Elena manages to untie herself, knock Jamie down and helps Stefan remove the wooden pieces from his chest. She also tells him that she kissed Damon (Ian Somerhalder) while Abby takes Bonnie to the hybrid. Bonnie does not want to say where the coffins are but Abby convinces her to do it to save her life while at the same time she writes her a message telling her to warn her friends about it. Later on, Abby tells Bonnie that she is willing to help her if she gets her magic back and Bonnie is the only one who can help her with that.

Back in Mystic Falls, Klaus gets into the witch house where he finds Damon. He manages to make the witches reveal the coffins to him but the fourth one is missing. Damon tells Klaus that he is the one who took it and witches do not know where it is.

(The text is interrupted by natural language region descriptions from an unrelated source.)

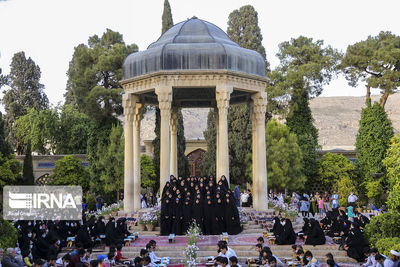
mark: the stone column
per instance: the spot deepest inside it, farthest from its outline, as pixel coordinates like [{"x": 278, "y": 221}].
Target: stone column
[
  {"x": 218, "y": 175},
  {"x": 223, "y": 94},
  {"x": 164, "y": 94},
  {"x": 137, "y": 118},
  {"x": 253, "y": 154},
  {"x": 128, "y": 102},
  {"x": 260, "y": 192},
  {"x": 174, "y": 141}
]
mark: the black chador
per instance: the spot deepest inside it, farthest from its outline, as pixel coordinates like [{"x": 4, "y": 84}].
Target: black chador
[
  {"x": 315, "y": 236},
  {"x": 187, "y": 215},
  {"x": 288, "y": 236},
  {"x": 166, "y": 214},
  {"x": 197, "y": 211},
  {"x": 177, "y": 217},
  {"x": 220, "y": 213},
  {"x": 210, "y": 222},
  {"x": 232, "y": 217}
]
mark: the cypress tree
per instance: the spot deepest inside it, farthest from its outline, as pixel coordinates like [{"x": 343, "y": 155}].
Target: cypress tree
[
  {"x": 27, "y": 171},
  {"x": 5, "y": 147},
  {"x": 372, "y": 141},
  {"x": 300, "y": 122}
]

In the meantime, Tyler (Michael Trevino) apologizes once again to Caroline, this time for biting her, and he tells her that he called her father, Bill (Jack Coleman), to help him break the sire bond to Klaus. To do that, Bill tells him that he has to turn into a wolf until he manages to make the transition painless. That way, he will not feel like he owes Klaus and he will not be sired to him anymore.

Alaric (Matt Davis) starts dating Meredith (Torrey DeVitto). Damon, who believes that she might be the one who killed Brian, goes to the hospital to warn her but she injects him with vervain and takes his blood. When Alaric finds out, he asks her for explanations and she reveals to him that when she cannot do anything as a doctor, she uses vampire blood to help her patients.

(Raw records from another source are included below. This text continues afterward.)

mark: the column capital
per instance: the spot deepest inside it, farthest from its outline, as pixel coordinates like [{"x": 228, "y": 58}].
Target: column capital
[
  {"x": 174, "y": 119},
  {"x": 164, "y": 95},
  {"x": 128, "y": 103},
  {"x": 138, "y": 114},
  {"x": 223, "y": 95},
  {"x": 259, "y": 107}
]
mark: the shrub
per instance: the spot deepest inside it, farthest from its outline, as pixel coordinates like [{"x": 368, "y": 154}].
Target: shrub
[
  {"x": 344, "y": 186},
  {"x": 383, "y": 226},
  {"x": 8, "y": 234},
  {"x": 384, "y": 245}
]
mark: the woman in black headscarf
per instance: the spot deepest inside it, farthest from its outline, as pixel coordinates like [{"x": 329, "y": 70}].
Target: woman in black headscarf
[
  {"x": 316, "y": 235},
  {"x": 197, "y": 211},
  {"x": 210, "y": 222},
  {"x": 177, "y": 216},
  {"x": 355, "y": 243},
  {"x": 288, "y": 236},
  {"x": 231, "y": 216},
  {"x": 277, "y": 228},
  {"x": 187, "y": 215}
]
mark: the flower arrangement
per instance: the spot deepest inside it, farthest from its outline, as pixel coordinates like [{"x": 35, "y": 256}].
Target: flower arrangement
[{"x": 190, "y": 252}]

The episode ends with Stefan coming back home and being mad at Damon for kissing Elena and for letting Klaus take the coffins. Damon says that he managed to hide the fourth one and also reveals that he took the dagger out of the chest of one of the siblings. Back at Klaus’ place, Elijah (Daniel Gillies) wakes up and Klaus is surprised to see him.

==Music==
In "The Ties That Bind" one can hear the songs:
- "Money Saves" by Delta Spirit
- "Lonely Boy" by The Black Keys
- "Code Red" by The Boxer Rebellion
- "Rewind" by Diane Birch

==Reception==

===Ratings===
In its original American broadcast, "The Ties That Bind" was watched by 2.71 million; down by 0.15 from the previous episode.

===Reviews===
"The Ties That Bind" received positive reviews.

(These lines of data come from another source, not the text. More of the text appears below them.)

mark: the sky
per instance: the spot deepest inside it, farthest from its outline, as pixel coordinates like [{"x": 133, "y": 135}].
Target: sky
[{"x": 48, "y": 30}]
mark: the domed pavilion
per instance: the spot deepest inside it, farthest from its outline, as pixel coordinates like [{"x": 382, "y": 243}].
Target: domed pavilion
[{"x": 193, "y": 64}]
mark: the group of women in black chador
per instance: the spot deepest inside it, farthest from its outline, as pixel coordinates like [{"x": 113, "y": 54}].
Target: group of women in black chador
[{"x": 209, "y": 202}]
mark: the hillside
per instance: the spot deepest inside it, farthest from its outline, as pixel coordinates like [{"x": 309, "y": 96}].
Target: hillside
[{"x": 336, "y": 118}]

Carrie Raisler from The A.V. Club gave the episode a B rating saying that the episode returned to the more typical twists and turns of the show. "If last week was more about the evolution of character with a little plot momentum thrown in, tonight was just the opposite. Ticking off plot boxes was more the focus [...] The reason these plot grinding episodes don’t feel like complete drags is they are all cleverly rooted in character motivations, which keeps the entire affair from careening off into the deep end of the plot churning pool."

Diana Steenbergen of IGN rated the episode with 8/10 pointing out that "...unfortunately, a lot of Damon's coolest stuff this week happened off screen [...] Finding out that Damon had decided to free Elijah was the best surprise of the night."

Robin Franson Pruter ofForced Viewing rated the episode with 3/4 saying that it was a solid episode. "This episode isn’t extraordinary. Nothing big happens in it. One test of a TV series is how well its ordinary episodes, the ones without those major plot twists that get everyone talking, stand up to repeat viewing. "The Ties That Bind" does well. [...] [The episode] might not be full of memorable events, but it holds up solidly as a middle of the season episode. It illustrates that The Vampire Diaries, and good television in general, is not just about plot."

Caroline Preece of Den of Geek gave a good review to the episode even though she pointed out that after last week's high, it was probably inevitable that the latest episode would be a little bit of a disappointment. "...the real talking point is Elijah's surprise return. He couldn't be more welcome, and his presence should make for a cracking episode when it returns."